I have been tearing my hair our today, because I couldn't figure out why something that should have worked didn't ( second level caching , obviously ).

Along the way, I found out several things that you should be aware of. First of all, let us talk about what the feature is, shall we?

NHibernate is design as an enterprise OR/M product, and as such, it has very good support for running in web farms scenarios. This support include running along side with distributed caches, including immediate farm wide updates.  NHibernate goes to great lengths to ensure cache consistency in these scenarios (it is not perfect, but it is very good). A lot of the things that tripped me today were related to just that, NHibernate was working to ensure cache consistency and I wasn't aware of that.

The way it works, NHibernate keeps three caches.

  • The entities cache - the entity data is disassembled and then put in the cache, ready to be assembled to entities again.
  • The queries cache - the identifiers of entities returned from queries, but no the data itself (since this is in the entities cache).
  • The update timestamp cache - the last time a table was written to.

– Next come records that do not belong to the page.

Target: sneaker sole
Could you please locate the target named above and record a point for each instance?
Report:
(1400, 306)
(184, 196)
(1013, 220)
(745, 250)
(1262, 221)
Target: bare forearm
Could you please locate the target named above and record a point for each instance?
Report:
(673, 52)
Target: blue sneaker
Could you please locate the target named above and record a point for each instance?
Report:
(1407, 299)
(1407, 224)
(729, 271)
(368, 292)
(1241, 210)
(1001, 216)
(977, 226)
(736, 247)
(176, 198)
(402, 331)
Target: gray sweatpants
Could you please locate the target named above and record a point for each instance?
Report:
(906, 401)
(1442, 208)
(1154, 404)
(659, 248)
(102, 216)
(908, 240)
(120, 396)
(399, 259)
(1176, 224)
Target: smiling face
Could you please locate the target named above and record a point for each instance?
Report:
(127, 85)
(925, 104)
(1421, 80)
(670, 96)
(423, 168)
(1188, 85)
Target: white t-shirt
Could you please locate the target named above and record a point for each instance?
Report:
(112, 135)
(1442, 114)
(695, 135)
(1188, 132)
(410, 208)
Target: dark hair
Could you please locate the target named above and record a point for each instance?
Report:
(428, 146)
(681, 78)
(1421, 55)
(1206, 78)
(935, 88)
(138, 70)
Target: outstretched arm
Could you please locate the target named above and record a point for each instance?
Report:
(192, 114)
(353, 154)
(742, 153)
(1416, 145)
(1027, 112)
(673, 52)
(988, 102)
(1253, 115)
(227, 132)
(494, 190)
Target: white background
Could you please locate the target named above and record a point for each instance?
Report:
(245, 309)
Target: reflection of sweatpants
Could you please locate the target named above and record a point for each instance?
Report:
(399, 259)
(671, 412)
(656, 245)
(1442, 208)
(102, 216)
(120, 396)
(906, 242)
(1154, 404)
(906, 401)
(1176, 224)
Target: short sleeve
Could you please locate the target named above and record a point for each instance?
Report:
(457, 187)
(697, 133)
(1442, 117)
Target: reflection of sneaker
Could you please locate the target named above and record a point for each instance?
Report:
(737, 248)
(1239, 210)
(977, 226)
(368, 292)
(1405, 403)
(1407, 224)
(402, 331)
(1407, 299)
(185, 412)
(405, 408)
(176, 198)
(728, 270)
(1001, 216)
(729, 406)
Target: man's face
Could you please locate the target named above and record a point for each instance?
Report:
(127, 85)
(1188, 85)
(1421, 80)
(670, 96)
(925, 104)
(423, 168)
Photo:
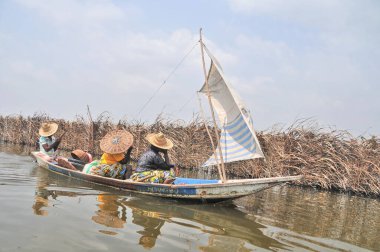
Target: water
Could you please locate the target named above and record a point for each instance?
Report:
(43, 211)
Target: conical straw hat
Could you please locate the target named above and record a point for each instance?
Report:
(159, 140)
(48, 129)
(116, 142)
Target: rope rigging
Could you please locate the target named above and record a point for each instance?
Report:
(166, 79)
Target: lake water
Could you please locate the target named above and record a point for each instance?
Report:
(43, 211)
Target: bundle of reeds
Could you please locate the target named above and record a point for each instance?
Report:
(328, 159)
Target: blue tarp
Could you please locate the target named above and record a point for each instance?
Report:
(190, 181)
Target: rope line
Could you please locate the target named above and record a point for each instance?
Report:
(166, 79)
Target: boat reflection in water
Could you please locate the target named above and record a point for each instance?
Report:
(279, 219)
(118, 213)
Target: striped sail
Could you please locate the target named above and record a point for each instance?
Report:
(238, 139)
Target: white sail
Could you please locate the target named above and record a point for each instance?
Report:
(238, 139)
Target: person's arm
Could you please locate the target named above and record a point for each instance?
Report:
(127, 156)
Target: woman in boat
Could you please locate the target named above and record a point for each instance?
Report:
(152, 165)
(47, 142)
(114, 161)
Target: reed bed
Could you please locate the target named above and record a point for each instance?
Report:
(329, 159)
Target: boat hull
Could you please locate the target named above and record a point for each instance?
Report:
(211, 192)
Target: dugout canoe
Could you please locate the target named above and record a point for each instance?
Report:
(200, 190)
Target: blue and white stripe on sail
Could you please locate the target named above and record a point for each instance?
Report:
(236, 141)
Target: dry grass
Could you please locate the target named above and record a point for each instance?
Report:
(328, 159)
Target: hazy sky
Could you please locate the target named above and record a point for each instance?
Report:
(287, 59)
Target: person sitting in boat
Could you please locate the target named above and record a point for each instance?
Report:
(151, 165)
(47, 142)
(114, 161)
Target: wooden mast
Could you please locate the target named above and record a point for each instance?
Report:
(222, 172)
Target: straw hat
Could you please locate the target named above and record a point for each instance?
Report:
(48, 129)
(159, 140)
(81, 155)
(117, 141)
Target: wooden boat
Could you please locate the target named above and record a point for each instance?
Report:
(237, 142)
(201, 190)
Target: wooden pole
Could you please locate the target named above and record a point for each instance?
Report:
(221, 165)
(91, 131)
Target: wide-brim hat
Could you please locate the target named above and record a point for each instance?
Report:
(159, 140)
(117, 141)
(48, 129)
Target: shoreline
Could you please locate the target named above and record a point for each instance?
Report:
(329, 160)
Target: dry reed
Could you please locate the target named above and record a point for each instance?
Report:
(328, 159)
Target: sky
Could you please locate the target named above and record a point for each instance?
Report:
(288, 60)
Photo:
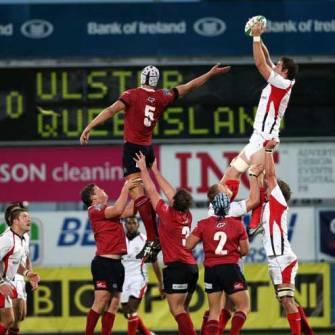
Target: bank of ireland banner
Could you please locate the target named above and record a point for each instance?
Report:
(307, 167)
(66, 294)
(59, 173)
(162, 29)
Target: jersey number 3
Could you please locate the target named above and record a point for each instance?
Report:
(222, 238)
(149, 115)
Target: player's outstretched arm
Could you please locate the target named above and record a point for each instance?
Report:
(163, 183)
(270, 169)
(106, 114)
(148, 183)
(267, 55)
(259, 57)
(254, 197)
(130, 210)
(199, 81)
(120, 204)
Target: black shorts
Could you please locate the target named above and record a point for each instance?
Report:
(180, 277)
(129, 151)
(224, 277)
(107, 273)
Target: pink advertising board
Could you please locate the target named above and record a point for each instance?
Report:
(59, 173)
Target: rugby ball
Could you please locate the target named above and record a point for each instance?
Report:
(252, 21)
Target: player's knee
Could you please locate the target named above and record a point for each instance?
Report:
(239, 164)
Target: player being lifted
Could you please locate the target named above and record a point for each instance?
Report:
(282, 261)
(271, 108)
(143, 107)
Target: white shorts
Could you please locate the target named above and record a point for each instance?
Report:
(20, 285)
(133, 287)
(283, 269)
(256, 143)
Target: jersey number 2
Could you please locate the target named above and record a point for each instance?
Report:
(222, 238)
(149, 115)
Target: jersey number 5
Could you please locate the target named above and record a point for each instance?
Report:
(185, 232)
(222, 238)
(149, 115)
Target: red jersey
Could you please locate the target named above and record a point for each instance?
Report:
(220, 238)
(144, 107)
(173, 229)
(108, 233)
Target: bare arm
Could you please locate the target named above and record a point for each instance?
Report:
(120, 204)
(270, 169)
(199, 81)
(167, 188)
(267, 55)
(191, 241)
(106, 114)
(259, 57)
(148, 183)
(244, 247)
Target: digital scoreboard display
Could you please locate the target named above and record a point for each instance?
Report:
(53, 105)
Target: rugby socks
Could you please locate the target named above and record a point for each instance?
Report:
(233, 185)
(148, 215)
(204, 322)
(142, 328)
(224, 318)
(294, 320)
(107, 322)
(91, 322)
(305, 326)
(132, 324)
(212, 327)
(255, 219)
(237, 322)
(185, 324)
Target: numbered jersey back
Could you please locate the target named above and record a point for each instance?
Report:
(143, 109)
(221, 238)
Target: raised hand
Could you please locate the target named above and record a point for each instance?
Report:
(140, 161)
(84, 137)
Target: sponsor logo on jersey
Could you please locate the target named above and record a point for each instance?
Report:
(209, 26)
(37, 29)
(101, 284)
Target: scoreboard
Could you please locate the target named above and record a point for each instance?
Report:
(53, 105)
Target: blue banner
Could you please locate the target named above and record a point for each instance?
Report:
(164, 29)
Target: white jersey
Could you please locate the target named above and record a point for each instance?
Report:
(272, 105)
(236, 209)
(12, 251)
(25, 256)
(274, 220)
(134, 268)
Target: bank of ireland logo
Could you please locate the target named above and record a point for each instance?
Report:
(209, 26)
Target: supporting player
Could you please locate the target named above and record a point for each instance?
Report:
(20, 303)
(12, 250)
(106, 267)
(271, 108)
(282, 261)
(237, 209)
(136, 278)
(143, 107)
(180, 275)
(224, 241)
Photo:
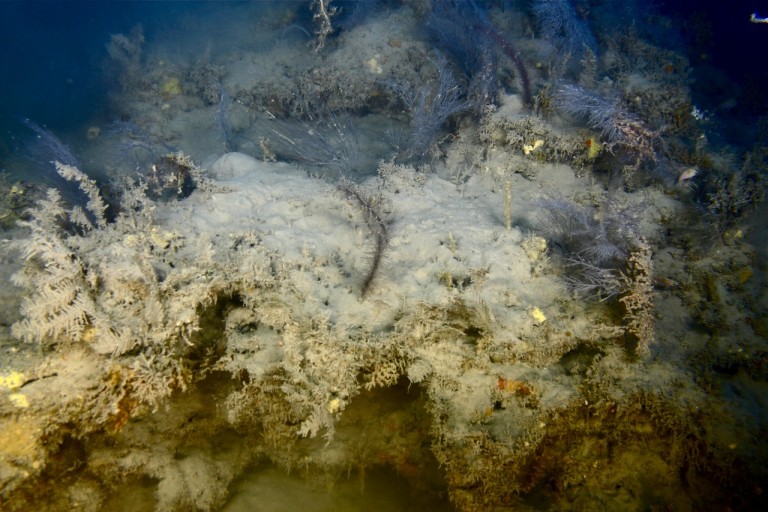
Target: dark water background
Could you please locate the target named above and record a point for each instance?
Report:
(53, 61)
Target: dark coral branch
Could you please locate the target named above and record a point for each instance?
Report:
(376, 225)
(514, 55)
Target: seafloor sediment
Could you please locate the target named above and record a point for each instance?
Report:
(409, 338)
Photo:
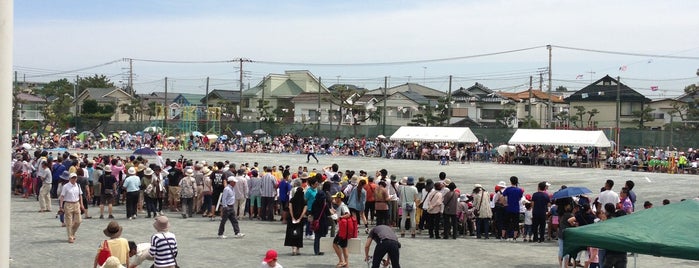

The last cache is very important, since it ensures that the cache will not serve stale results.

Now, when we come to actually using the cache, we have the following semantics.

  • Each session is associated with a timestamp on creation.
  • Every time we put query results in the cache, the timestamp of the executing session is recorded.
  • The timestamp cache is updated whenever a table is written to, but in a tricky sort of way:
    • When we perform the actual writing, we write a value that is somewhere in the future to the cache. So all queries that hit the cache now will not find it, and then hit the DB to get the new data. Since we are in the middle of transaction, they would wait until we finish the transaction. If we are using low isolation level, and another thread / machine attempts to put the old results back in the cache, it wouldn't hold, because the update timestamp is into the future.
    • When we perform the commit on the transaction, we update the timestamp cache with the current value.

Now, let us think about the meaning of this, shall we?

If a session has perform an update to a table, committed the transaction and then executed a cache query, it is not valid for the cache. That is because the timestamp written to the update cache is the transaction commit timestamp, while the query timestamp is the session's timestamp, which obviously comes earlier.

The update timestamp cache is not updated until you commit the transaction! This is to ensure that you will not read "uncommited values" from the cache.

Another gotcha is that if you open a session with your own connection, it will not be able to put anything in the cache (all its cached queries will have invalid timestamps!)

In general, those are not things that you need to concern yourself with, but I spent some time today just trying to get tests for the second level caching working, and it took me time to realize that in the tests I didn't used transactions and I used the same session for querying as for performing the updates.